Zhang Xiaoyu, Shen Fengyan, Xu Daojie, Zhao Xuan
International Peace Maternity & Child Health Hospital, Shanghai Jiaotong University School of Medicine, 910 Hengshan Road, Shanghai 200030, China.
Xinhua Hospital, Shanghai Jiaotong University School of Medicine, 1665 Kongjiang Road, Shanghai 200092, China.
Int J Dev Neurosci. 2016 Nov;54:62-69. doi: 10.1016/j.ijdevneu.2016.01.008. Epub 2016 Mar 26.

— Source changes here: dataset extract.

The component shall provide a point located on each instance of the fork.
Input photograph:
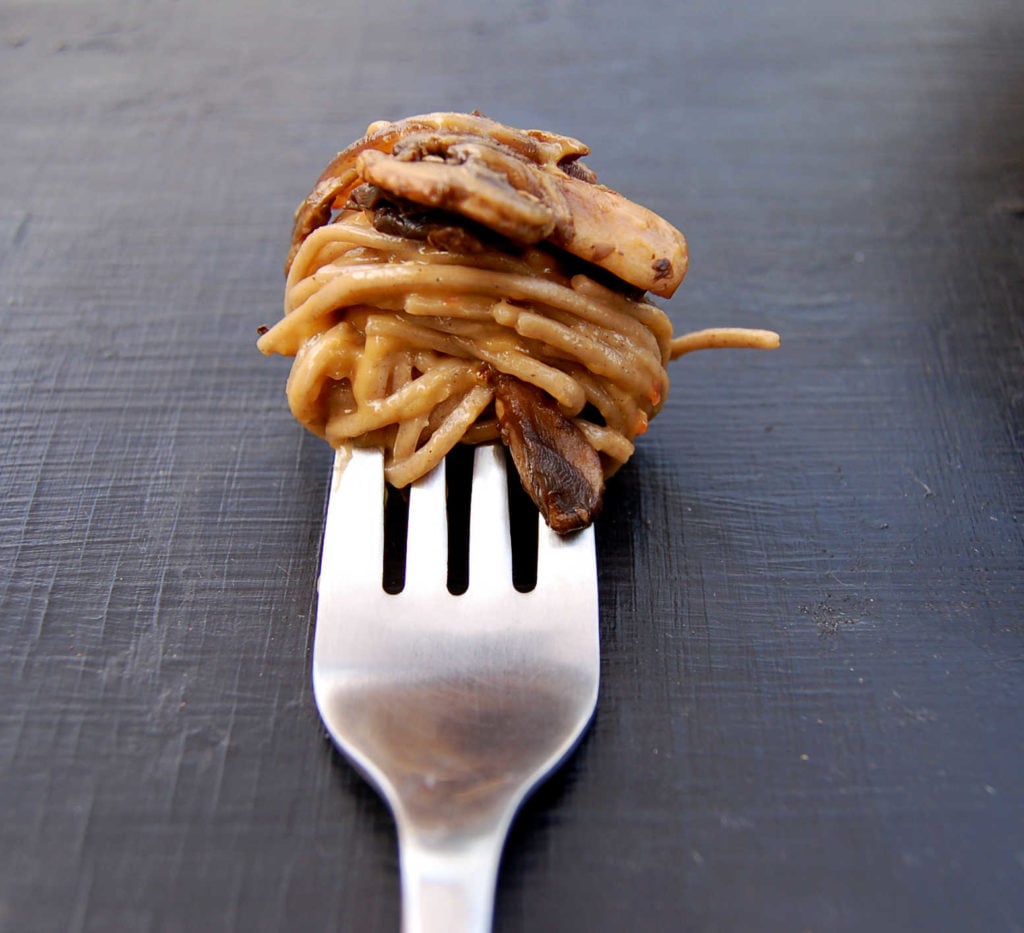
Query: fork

Sevoflurane is widely used in pediatric anesthesia and studies have shown that it is capable of inducing neurodegeneration and subsequent cognitive disorders in the developing brain. However, the evidence that anesthetics are toxic to the human brain is insufficient. N-Methyl-d-aspartate (NMDA) receptors, critical for learning and memory, display expression changes with age and can be modulated by inhalation anesthetics. Generally, NMDA receptor (NR) type 1 is expressed at birth, peaks around the third postnatal week, and then declines slightly to adult levels. NR2Bs slowly decrease and NR2As gradually increase during postnatal development. These developmental switches of NMDA receptor subunits composition mark the transition from immature to adult neural processing and allow for the final maturation of associative learning abilities. In this study, we aimed to evaluate the effect of repeated sevoflurane anesthesia on NMDA receptor subunits composition in the developing rat brain and related behavioral disorders. Six-day-old male Sprague Dawley rats were randomly allocated into either a control group (group con) or a sevoflurane group (group sevo). Group sevo inhaled 2.1% sevoflurane carried by 70% oxygen for 2h each day from postnatal day (PND) 6 to PND 8. The same procedure, without applying the sevoflurane, was executed in group con. The membrane protein expression of NR1, NR2A and NR2B in the prefrontal cortex (PFC) and hippocampus was assessed at the end of the three days of anesthesia and at PND 21. An open field test was carried out to assess spontaneous locomotion on PNDs 21, 28 and 35. Y maze performance was used to assess attention and working memory on PND 28. Sevoflurane induced upregulation of NR1 and NR2B in the PFC at the end of anesthesia. On PND 21, NR1 and NR2B receptors were significantly increased whereas NR2A receptors were significantly decreased in the PFC in group sevo. Sevoflurane-treated rats showed hyper-locomotion and impairment of working memory in the behavior tests. These results indicate that repeated sevoflurane anesthesia at early stage of life can induce a long lasting effect of interfering with NMDA receptor subunits composition in rat PFC. These changes may contribute to the effects of sevoflurane on neuronal development and subsequent neurobehavioral disorders.
七氟醚广泛应用于小儿麻醉,且研究表明它能够在发育中的大脑中诱发神经退行性变及随后的认知障碍。然而,麻醉剂对人脑有毒性的证据并不充分。对学习和记忆至关重要的N-甲基-D-天冬氨酸(NMDA)受体,其表达会随年龄变化,且可被吸入麻醉剂调节。一般来说,NMDA受体1型(NR1)在出生时表达,在出生后第三周左右达到峰值,然后略微下降至成人水平。在出生后发育过程中,NR2B缓慢减少,NR2A逐渐增加。NMDA受体亚基组成的这些发育转变标志着从未成熟到成人神经处理的过渡,并使联想学习能力最终成熟。在本研究中,我们旨在评估反复七氟醚麻醉对发育中大鼠大脑中NMDA受体亚基组成及相关行为障碍的影响。将6日龄雄性Sprague Dawley大鼠随机分为对照组(con组)或七氟醚组(sevo组)。sevo组从出生后第6天(PND6)至PND8每天吸入由70%氧气携带的2.1%七氟醚2小时。con组执行相同程序,但不使用七氟醚。在麻醉三天结束时及PND21评估前额叶皮质(PFC)和海马中NR1、NR2A和NR2B的膜蛋白表达。在PND21、28和35进行旷场试验以评估自发运动。在PND28使用Y迷宫表现评估注意力和工作记忆。麻醉结束时,七氟醚诱导PFC中NR1和NR2B上调。在PND21,sevo组PFC中NR1和NR2B受体显著增加,而NR2A受体显著减少。在行为测试中,经七氟醚处理的大鼠表现出运动亢进和工作记忆受损。这些结果表明,生命早期反复七氟醚麻醉可诱导对大鼠PFC中NMDA受体亚基组成的长期干扰作用。这些变化可能导致七氟醚对神经元发育及随后神经行为障碍的影响。